[Republic Commando] - 03(27)
He opened the traffic frequency. “Mygeeto TC, this is Mandalorian cargo vessel Aay’han. Request permission to set down for replenishment.”
The pause was longer than he expected. “Aay’han, this is Mygeeto TC. For Mandalorians, you’re remarkably slow to notice we have hostilities ongoing.”
“Mygeeto, scan our tanks for water.”
The next pause was even longer. “Aay’han, we note your tanks are zeroed. Unfortunately, our city facilities are closed. Remember the hostilities?”
If he was turned away now, he’d blown it. They’d drawn Mygeeto’s attention to them. “Mygeeto, there appears to be water just under the surface west of the hostilities, and Mandalore does give assistance to the CIS. We’ll refill at our own risk.”
“Aay’han, okay, go ahead, and don’t try to sue us if you sustain damage or injury. Make sure you’re off the planet in two standard hours.”
Ordo felt his shoulder muscles relax. He hadn’t realized he’d tensed them. “Mygeeto, understood.”
He closed the link. Skirata winked at him and grinned. Kal’buir was proud of him, and it made him feel as safe and confident now as it had when he was a small child.
“It’s amazing how rarely you need to use force,” he said, relieved.
Without the coordinates from Delta, Ordo knew he wouldn’t have known where to start the search for Vau. Mygeeto’s surface was a windswept icescape, dazzlingly pretty for a few minutes and then fatally disorienting. Ordo set Aay’han down between cliffs on the edge of the underground lake and sealed his armor, and as he opened the hatch the wind shrieked and howled. He slid off the hull, and Skirata dropped down beside him.
“He’s been out here for four hours, Kal’buir.” Ordo activated his helmet’s infrared filter, adjusted it to its most sensitive setting, and cast around on a square search of a twenty-meter grid. “If he’s dead, I might still pick up a temperature differential, but it’s unlikely.”
Skirata paced the imaginary grid with slow, silent deliberation, sweeping a handheld scanner across the surface to locate holes and fissures, and then scanning for temperature changes. Ordo suddenly wondered if he’d been tactless, and that Kal’buir might be upset at the thought of Vau being dead. The two men had been at each other’s throats ever since he could remember, but they also went back a long time, including all those years training clones on Kamino, erased from the galaxy and dead to all who knew them. “I’m sorry, Buir” he said.
“Don’t be.” Skirata checked a readout on his forearm plate. “I’m scanning for metals. This detects twenty meters down.”
Skirata might have been genuinely unmoved, interested only in the proceeds of the robbery. For once Ordo couldn’t tell, but he doubted it. Skirata felt everything on raw nerves. They paced slowly, leaning against the wind, and Skirata seemed to be cycling through his comlink frequencies because Ordo was picking up spikes on his system. Vau might have left a link open. It was worth trying.
“No paw prints,” Skirata said. “Wind’s probably swept them away.”
Ordo switched from infrared to the penetrating sensor. It was like checking in mail slots, a tedious progression from one hole to the next. A recent fall of snow was drifting, filling in the depressions. “He could be anywhere. He might even have got out and found shelter.”

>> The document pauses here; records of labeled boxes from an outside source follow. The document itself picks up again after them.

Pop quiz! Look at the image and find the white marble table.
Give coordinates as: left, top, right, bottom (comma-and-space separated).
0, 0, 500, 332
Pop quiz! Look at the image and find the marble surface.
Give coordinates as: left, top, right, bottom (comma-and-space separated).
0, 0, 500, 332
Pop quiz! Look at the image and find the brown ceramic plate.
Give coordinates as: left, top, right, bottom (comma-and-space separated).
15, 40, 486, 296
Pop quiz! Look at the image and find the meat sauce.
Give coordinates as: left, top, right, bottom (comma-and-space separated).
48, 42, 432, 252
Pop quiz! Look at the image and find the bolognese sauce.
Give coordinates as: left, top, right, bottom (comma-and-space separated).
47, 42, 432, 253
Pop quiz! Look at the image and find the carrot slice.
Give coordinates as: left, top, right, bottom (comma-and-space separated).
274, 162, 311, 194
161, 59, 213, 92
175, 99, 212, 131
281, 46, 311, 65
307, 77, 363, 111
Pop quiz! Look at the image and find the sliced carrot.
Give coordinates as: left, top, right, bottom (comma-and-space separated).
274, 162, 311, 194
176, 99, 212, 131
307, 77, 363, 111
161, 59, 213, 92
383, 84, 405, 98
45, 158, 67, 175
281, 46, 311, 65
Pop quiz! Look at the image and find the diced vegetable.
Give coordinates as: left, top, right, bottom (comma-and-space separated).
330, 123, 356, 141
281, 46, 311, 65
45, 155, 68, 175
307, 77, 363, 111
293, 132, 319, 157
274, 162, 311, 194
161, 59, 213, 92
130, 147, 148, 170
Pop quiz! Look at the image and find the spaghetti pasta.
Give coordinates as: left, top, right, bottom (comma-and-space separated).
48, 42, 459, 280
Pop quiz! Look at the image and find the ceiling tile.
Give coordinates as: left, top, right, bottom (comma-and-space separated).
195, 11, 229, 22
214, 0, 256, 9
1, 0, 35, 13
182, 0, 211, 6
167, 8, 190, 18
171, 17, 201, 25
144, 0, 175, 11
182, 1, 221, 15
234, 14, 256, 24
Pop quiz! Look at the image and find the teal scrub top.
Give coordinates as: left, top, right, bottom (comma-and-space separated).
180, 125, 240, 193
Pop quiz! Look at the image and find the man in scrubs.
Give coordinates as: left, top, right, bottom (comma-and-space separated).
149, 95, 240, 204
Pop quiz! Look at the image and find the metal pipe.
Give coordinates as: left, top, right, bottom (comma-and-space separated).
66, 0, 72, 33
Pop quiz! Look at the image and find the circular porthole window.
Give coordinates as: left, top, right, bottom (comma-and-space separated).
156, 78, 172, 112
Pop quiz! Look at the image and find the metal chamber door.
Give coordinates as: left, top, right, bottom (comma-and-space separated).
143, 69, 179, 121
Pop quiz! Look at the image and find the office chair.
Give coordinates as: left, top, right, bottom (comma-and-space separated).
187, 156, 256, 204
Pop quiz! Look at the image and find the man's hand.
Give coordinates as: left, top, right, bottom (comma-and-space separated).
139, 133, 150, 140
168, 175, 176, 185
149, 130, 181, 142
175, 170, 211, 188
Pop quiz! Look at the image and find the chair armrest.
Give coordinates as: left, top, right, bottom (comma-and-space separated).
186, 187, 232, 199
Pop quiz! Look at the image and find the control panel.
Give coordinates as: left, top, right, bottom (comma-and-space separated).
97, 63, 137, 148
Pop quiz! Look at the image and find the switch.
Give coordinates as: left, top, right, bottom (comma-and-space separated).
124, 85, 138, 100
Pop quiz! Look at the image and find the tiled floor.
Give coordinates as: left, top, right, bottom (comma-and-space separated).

Skirata tilted his head down as if listening. Ordo caught a burst of audio on the shared comlink. “If he is, his helmet systems are down.”
“I’m getting static.”
“He might be down too deep.”
Ordo was starting to feel the cold seeping through his armor joints. If this had been his GAR-issue suit, he’d have had temperature control, but his Mandalorian beskar’gam was more basic. He’d fix that as soon as he got the chance, just like he’d upgraded his helmet. It wasn’t as if he spent a lot of time working in it. He’d never thought to check how Vau’s suit was configured: it was just matte black, an image he dreaded as a kid, and now unsettlingly like Omega’s Katarn rig. Black was the-color of justice. Kal’buir’s armor was sand gold, the color of vengeance. Ordo had opted for deep red plates simply because he liked the color.

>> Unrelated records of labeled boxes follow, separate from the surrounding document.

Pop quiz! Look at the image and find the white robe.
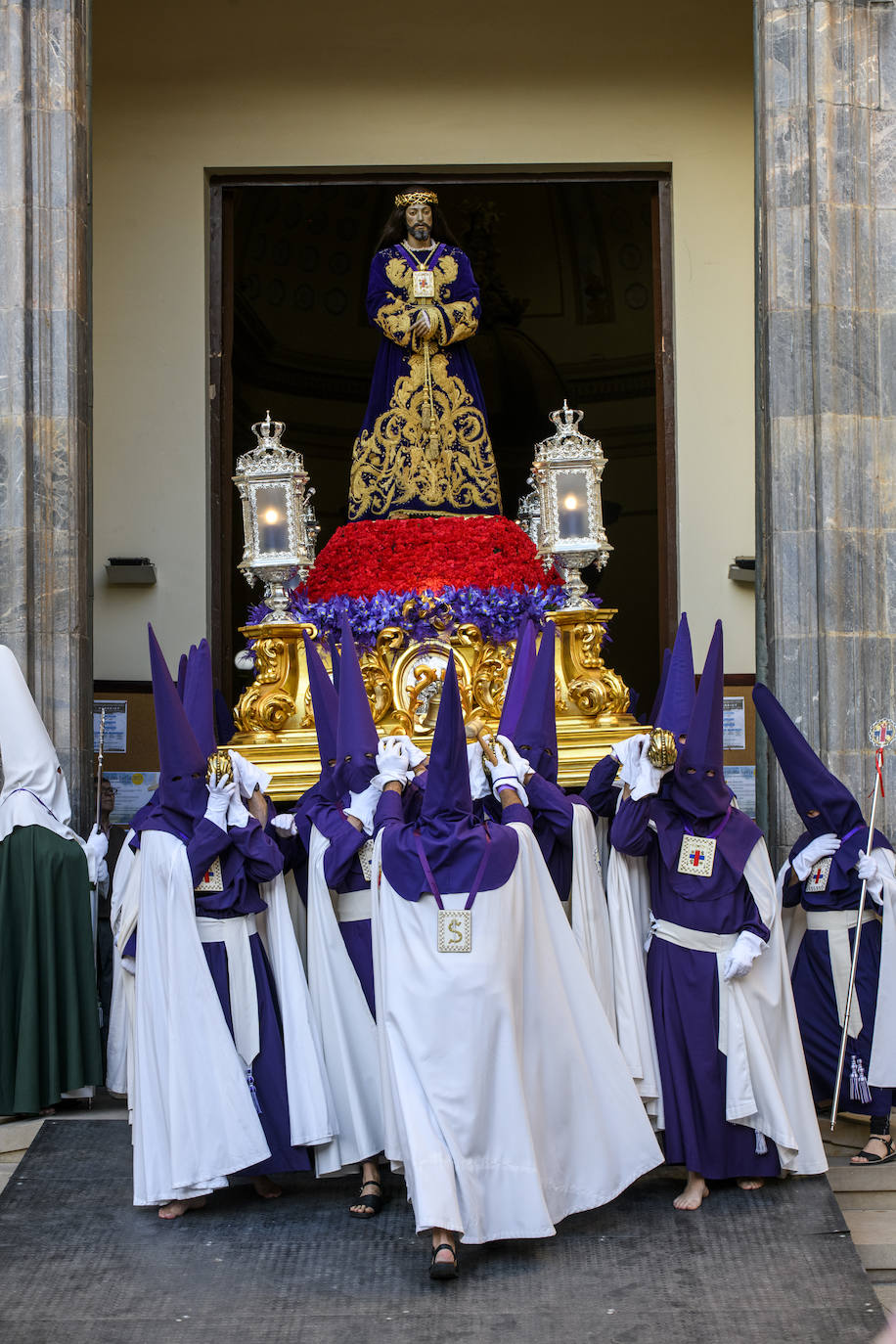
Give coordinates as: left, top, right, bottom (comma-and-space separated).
569, 802, 616, 1015
306, 827, 382, 1176
374, 824, 662, 1242
127, 830, 270, 1204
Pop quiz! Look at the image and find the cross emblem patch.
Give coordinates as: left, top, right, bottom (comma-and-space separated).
679, 834, 716, 877
806, 855, 832, 891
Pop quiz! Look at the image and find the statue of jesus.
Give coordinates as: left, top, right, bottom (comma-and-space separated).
348, 190, 501, 521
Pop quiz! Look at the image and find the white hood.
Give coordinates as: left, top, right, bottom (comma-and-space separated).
0, 644, 78, 840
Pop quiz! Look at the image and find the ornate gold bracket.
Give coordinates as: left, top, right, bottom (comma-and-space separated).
230, 607, 641, 798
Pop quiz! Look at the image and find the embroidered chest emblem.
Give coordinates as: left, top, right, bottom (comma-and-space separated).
806, 855, 832, 891
438, 910, 472, 952
357, 840, 374, 881
679, 836, 716, 877
195, 856, 224, 891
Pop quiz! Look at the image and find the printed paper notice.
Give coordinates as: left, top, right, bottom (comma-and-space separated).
726, 765, 756, 822
721, 694, 747, 751
93, 700, 127, 755
104, 770, 158, 827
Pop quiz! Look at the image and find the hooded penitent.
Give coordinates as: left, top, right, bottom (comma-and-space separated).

But black or gold, if Vau didn’t have coldproofing or some other protection, he’d be dead now.
“Don’t laugh, son,” Skirata said, “but I’m going to try something old-fashioned. Just like you talked your way past the picket.”
He stood with his arms at his sides and yelled.
“Mird! Mird, you dribbling heap, can you hear me?” The wind was drowning out his voice. He clenched his fists and tried again. “Mird!”